It's known that the Fisher-Yates shuffle is unbiased as long as the underlying random number generator (RNG) is unbiased.

To shuffle an array a of n elements:
  for i from n − 1 downto 1 do
       j ← random integer with 0 ≤ j ≤ i
       exchange a[j] and a[i]

But what if the RNG is biased (but fast)?

Suppose I want to produce many random permutations of an array of 25 elements. If I use the Fisher-Yates algorithm with a biased RNG, then my permutation will be biased, but I believe this assumes that the 25-element array starts from the same state before each application of the shuffle algorithm. One problem, for example, is if the RNG only has a period of 2^32 ~ 10^9 we can not produce every possible permutation of the 25 elements because this is 25! ~ 10^25 permutations.

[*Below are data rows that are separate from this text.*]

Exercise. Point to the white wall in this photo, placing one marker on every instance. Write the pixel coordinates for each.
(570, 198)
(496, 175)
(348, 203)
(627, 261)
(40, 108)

My general question is, if I leave the shuffled elements shuffled before starting each new application of the Fisher-Yates shuffle, would this reduce the bias and/or allow the algorithm to produce every permutation?

My guess is it would generally produce better results, but it seems like if the array being repeatedly shuffled had a number of elements that was related to the underlying RNG that the permutations could actually repeat more often than expected.

Does anyone know of any research that addresses this?

As a sub-question, what if I only want repeated permutations of 5 of the 25 elements in the array, so I use the Fisher-Yates algorithm to select 5 elements and stop before doing a full shuffle? (I use the 5 elements on the end of the array that got swapped.) Then I start over using the previous partially shuffled 25-element array to select another permutation of 5. Again, it seems like this would be better than starting from the original 25-element array if the underlying RNG had a bias. Any thoughts on this?

I think it would be easier to test the partial shuffle case since there are only 6,375,600 possible permutations of 5 out of 25 elements, so are there any simple tests to use to check for biases?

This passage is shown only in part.